Russian President Vladimir Putin claimed that NATO cannot intercept a new range of Russian nuclear weapons in a speech Thursday, displaying computer-generated images of the weapons.
In a state of the nation address on Thursday, the Russian strongman boasted of a new array of weapons including a nuclear-powered cruise missile, a nuclear-powered underwater drone, and a new hypersonic missile that he claims are unparalleled in strength and would render any NATO missile defense system “useless.”
“I want to tell all those who have fueled the arms race over the last 15 years, sought to win unilateral advantages over Russia, introduced unlawful sanctions aimed to contain our country’s development: all that you wanted to impede with your policies have already happened,” Putin declared. “You have failed to contain Russia.”
Putin’s speech was accompanied by a series of computer-generated images showing the strength of his underwater drone, which he says operates at a speed ten times faster than a typical vessel, making it near impossible to intercept.
“No one in the world has anything like that,” he said. “It may appear someday, but by that time we will develop something new.”
Such developments are seen largely as a response to President Donald Trump’s substantial increase of the U.S. military budget, to which Russia has repeatedly threatened a reaction.
“No one has listened to us,” he continued. “You listen to us now.”
Putin insisted that such military developments are purely for defensive purposes and will eventually “guarantee global peace.”
“We will interpret any use of nuclear weapons against Russia and its allies no matter how powerful they are, of low, medium or any other yield, as a nuclear attack,” he said. “It will trigger an immediate answer with all the consequences stemming from it.
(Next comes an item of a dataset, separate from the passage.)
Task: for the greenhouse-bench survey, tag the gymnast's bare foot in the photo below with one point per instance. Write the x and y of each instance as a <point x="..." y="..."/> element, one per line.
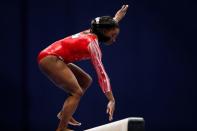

No one should have any doubts about it.”
“We aren’t threatening anyone, we aren’t going to attack anyone, we aren’t going to take anything from anyone,” he added. “The growing Russian military power will guarantee global peace.”
Putin’s speech comes weeks before Russia’s presidential election, which he is widely expected to win amid concerns over its democratic legitimacy.
There are currently seven opposition candidates running against Putin, although many have faced claims that they are in fact part of a ‘controlled opposition’ designed to guarantee Putin’s return to the presidency for another six years.
The most popular opposition candidate, anti-corruption campaigner Alexei Navalny, is barred from running and has called for a boycott of the election which he argues will be rigged in Putin’s favor.
The first round of voting will be held on Sunday, March 18.